JetBlue Pilots Vote To Join Union
JetBlue Airways pilots have voted to join the Air Line Pilots Association union, opting to have a bargaining agent after rejecting it in two prior votes.
The pilots are the first employee group at the New York-based discount carrier to elect to have a bargaining agent.
Of the 96 percent of pilots who were eligible to vote in the month-long election conducted by the US National Mediation Board, 71 percent voted to join ALPA, the union said in a statement. JetBlue has about 2,600 pilots.

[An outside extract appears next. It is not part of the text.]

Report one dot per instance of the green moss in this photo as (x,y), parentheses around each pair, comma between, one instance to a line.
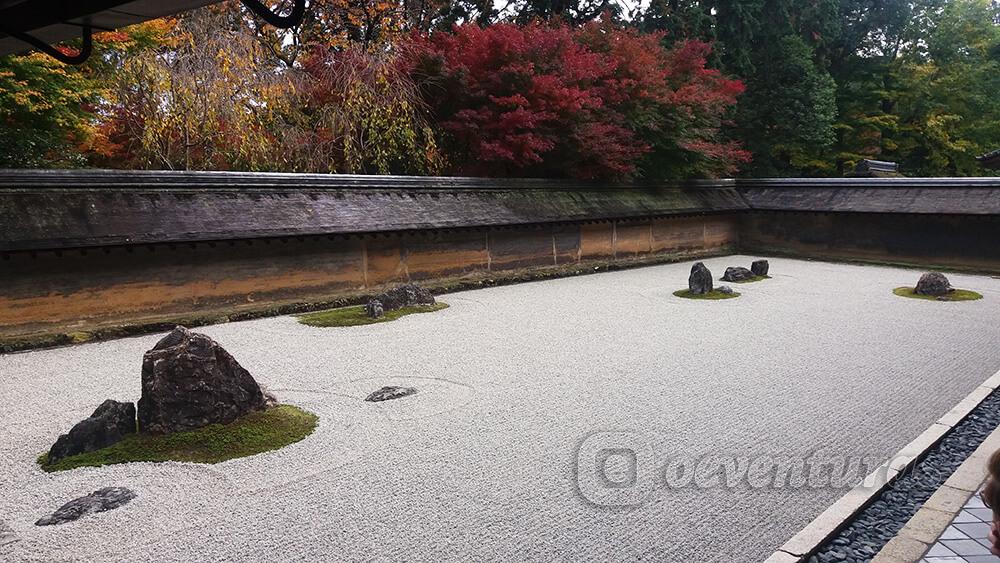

"Today, JetBlue pilots have voted for ALPA representation so that we have the ability to improve our professional careers," Captains Gustavo Rivera and Rocky Durham, co-chairs of the JetBlue Organising Committee, said in the union's statement.
In response to the vote, JetBlue said in a statement that it and ALPA would form negotiating committees once the National Mediation Board authorises the union as the pilots' representative.
JetBlue has been a non-union company since its founding in 1998. Pilots there twice voted against unionising, with ALPA losing an election in 2011. An initial attempt by JetBlue pilots to form a union also took place around 2008, with only one-third of pilots voting to unionise.
Tuesday's vote came amid concern that the airline industry faces a shortage of pilots on account of new federal requirements for rest periods and experience.
US Federal Aviation Administration rules that took effect last summer require pilots to have 1,500 hours of flight time to operate commercial jets or cargo aircraft, up from the 250 hours previously required for co-pilots. Airlines also must comply with additional rules that took effect this year requiring more rest for US pilots.
The pilots' vote to unionise could raise costs at JetBlue.
The carrier warned earlier this year costs would rise largely because of an agreement reached with pilots to raise base pay rates by 20 percent. JetBlue said that increase was expected to add USD$145 million to its costs over the next few years - USD$30 million this year, USD$50 million in 2015 and USD$65 million in 2016.
JetBlue also said plans to hire more pilots this year in the wake of the new rest rules would pressure its costs in 2014.